# Calc III: Use of variables in functions

1. Aug 11, 2008

### PhysicsHelp12

If I'm given an equation eg. 3x^2-2xy=3z+1 (just a random eg.)

Is it a correct assumption to think of the x,y and z in the equation as corresponding

to x,y and z as I'd think of them on the cartesian plane...They're not just dummy variables

but in this case actually represent something ...like they arent going to switch them around

on me and use y in place of z and x in place of y...

because x=sqrt(y) (right side of parabola) isnt the same as y=sqrt(x) ....so is this

assumption that x and y and z are used on purpose --and arent just 'dummy variables'

2. Aug 12, 2008

### HallsofIvy

I'm not sure I understand your question. In a specific application you are either told what "x, y, z" mean or you assign them yourself (and it would be a good idea to say what "x, y, z" mean at the beginning). If, in a problem, one person derives y= x2 and another x= y2, they really have the same thing- one graph has just swapped the x,y coordinates of the other. No, they are not just "dummy variables"- but swapping them around would just give the same graph in a different coordinate system.

If, for example, I have a problem that says "A farmer has 400 yards of fencing. He wants to fence a rectangular pasture in which he can use a river bank as one side (and so needs no fencing). What are the dimensions that will give the largest area?"

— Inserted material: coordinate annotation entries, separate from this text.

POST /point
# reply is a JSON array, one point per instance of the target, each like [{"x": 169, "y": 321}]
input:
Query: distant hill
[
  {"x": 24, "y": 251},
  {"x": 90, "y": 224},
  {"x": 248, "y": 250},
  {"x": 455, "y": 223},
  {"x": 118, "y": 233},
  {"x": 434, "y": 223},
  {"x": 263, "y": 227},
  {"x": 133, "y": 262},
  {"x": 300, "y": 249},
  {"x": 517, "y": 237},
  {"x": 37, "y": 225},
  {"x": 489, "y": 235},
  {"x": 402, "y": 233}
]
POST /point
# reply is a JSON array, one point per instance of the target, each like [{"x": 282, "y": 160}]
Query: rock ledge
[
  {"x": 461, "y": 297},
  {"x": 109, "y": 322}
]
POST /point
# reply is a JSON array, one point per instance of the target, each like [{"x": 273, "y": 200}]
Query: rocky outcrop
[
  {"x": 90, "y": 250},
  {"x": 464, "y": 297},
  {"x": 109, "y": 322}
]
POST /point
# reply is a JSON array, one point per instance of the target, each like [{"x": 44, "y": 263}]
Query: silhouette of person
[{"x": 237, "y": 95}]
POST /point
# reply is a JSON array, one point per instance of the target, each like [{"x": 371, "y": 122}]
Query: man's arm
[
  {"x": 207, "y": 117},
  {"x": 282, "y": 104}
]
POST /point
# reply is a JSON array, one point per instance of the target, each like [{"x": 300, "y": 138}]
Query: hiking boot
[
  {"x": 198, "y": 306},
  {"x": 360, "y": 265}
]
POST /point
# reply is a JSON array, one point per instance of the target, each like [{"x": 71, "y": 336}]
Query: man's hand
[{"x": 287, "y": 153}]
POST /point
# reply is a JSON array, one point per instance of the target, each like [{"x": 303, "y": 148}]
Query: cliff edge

It is my choice whether I use x to mean the length of the side along the river bankand y the side perpendicular to it or vice-versa. If I do choose x to be the length of the side along the river bank, my equations become, "length of fencing used: x+ 2y= 400, area= xy" and I get x= 200 yards, y= 100 yards. If I choose it the other way around, y is the length of the side along the river bank, the equations become y+ 2x= 400, area= xy and I get y= 200 yards, x= 100 yards, but those are exactly the same answer.